Honey Trap

Heather Straka - Honey

What a riff on portraiture! Within art history, Giotto was the traditional champion of the backview, but with these bodies of work, Heather Straka lays claim to the back of the head, back of the neck and the upper back as her currency in contemporary New Zealand painting.

The Honeytrap is a new body of work; Somebodies Eyes is the series immediately prior. The Honeytrap paintings are direct, intimate and sensual – befitting the bare backs and cameo-like oval format of the paintings. The feel is restrained, almost Victorian, but Straka is in her element relishing her (painterly) powers of suggestion, and playing with what she presents and what she denies. We see only shoulders, the nape of a neck and carefully rendered hair. Bra straps and labels bring contemporary cues to this visual field. But only on occasion do we catch a jaw line or the glimpse of an eyelash.

Still, we read plenty into these works, from the confident poise of the dancer to the quietly lowered head of the dark-haired model alongside. We read subtle nuances of pose with aplomb – from the inclination of a cheek, to the drama of shoulder blades pulled taut or on the diagonal, rather than presented flat. We know what is assertive and what is demur, just as if we were the subjects.

The palette is typically Straka – rosebud or fleshpink through grey to her curiously sallow green – as are the controlled thin layers of oil paint. Here, all is care with no responsibility. And everything is utterly beautiful.
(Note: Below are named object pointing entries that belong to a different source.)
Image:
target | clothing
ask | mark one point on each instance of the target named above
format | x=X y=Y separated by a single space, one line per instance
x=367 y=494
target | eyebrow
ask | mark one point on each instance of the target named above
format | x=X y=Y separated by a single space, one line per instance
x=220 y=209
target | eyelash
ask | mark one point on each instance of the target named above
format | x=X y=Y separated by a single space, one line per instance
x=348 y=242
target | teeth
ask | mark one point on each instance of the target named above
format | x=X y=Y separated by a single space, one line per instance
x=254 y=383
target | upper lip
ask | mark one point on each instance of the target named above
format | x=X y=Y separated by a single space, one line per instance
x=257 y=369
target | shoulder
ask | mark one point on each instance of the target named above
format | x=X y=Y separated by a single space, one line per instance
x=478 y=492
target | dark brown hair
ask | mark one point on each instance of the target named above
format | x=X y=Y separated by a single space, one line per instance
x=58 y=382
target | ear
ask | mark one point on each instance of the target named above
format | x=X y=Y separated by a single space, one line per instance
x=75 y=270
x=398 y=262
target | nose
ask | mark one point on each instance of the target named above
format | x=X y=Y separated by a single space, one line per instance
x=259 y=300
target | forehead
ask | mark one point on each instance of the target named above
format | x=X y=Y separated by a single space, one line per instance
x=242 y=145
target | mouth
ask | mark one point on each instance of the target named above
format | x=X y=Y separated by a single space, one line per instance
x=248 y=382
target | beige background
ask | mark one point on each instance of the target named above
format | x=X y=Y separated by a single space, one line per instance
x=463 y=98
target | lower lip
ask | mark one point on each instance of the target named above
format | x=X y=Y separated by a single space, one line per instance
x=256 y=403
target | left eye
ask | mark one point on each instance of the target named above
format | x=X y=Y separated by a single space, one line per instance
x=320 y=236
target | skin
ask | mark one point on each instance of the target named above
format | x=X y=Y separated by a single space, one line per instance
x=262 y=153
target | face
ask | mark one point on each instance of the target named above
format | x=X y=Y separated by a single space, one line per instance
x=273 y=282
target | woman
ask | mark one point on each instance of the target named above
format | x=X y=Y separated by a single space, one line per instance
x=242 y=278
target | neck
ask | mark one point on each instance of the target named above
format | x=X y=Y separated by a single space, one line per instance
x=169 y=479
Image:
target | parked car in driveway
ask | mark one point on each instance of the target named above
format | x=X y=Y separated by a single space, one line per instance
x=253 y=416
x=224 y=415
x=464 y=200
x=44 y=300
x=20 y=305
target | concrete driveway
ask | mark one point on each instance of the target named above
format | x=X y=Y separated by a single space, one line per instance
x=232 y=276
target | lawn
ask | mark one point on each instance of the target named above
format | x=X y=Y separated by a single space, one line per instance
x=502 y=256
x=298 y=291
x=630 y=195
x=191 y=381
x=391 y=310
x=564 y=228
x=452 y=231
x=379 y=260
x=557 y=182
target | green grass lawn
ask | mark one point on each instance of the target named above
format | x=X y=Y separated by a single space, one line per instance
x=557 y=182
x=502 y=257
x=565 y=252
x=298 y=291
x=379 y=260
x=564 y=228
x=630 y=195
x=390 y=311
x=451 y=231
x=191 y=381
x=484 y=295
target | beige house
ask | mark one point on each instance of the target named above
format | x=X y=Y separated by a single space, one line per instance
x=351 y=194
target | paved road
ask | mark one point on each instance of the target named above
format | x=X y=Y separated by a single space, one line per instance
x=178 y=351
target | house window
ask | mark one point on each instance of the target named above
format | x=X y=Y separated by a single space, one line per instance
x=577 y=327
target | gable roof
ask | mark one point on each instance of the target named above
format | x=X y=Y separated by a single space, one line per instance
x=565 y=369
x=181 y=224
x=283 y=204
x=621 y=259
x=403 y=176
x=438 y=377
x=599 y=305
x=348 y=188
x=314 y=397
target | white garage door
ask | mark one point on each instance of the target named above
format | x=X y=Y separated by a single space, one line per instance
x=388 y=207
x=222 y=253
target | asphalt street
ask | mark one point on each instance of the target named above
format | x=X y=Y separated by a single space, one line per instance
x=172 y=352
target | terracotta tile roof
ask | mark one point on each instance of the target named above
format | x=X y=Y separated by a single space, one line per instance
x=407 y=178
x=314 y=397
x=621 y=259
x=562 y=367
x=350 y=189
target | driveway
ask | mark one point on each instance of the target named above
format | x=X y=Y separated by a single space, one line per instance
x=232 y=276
In Somebodies Eyes, the backview is clad in a military green jacket. This is painted to look ill-fitting, requiring a fantastic array of pins, needles, clips and even gaffer tape to hold it in place. Combined with the close cropped hair and heads, the overall effect is sometimes sinister. However the eye is led a gentle dance, as the gathered fabric adds to the elegant rhythm of curves set up between the painting’s oval edges and each model’s head, neck and shoulders. But in this series, heavy black frames contribute a sense of weight and history – further gravitas to the mystery of these models held (hostage) within Heather Straka’s powerful feminine gaze.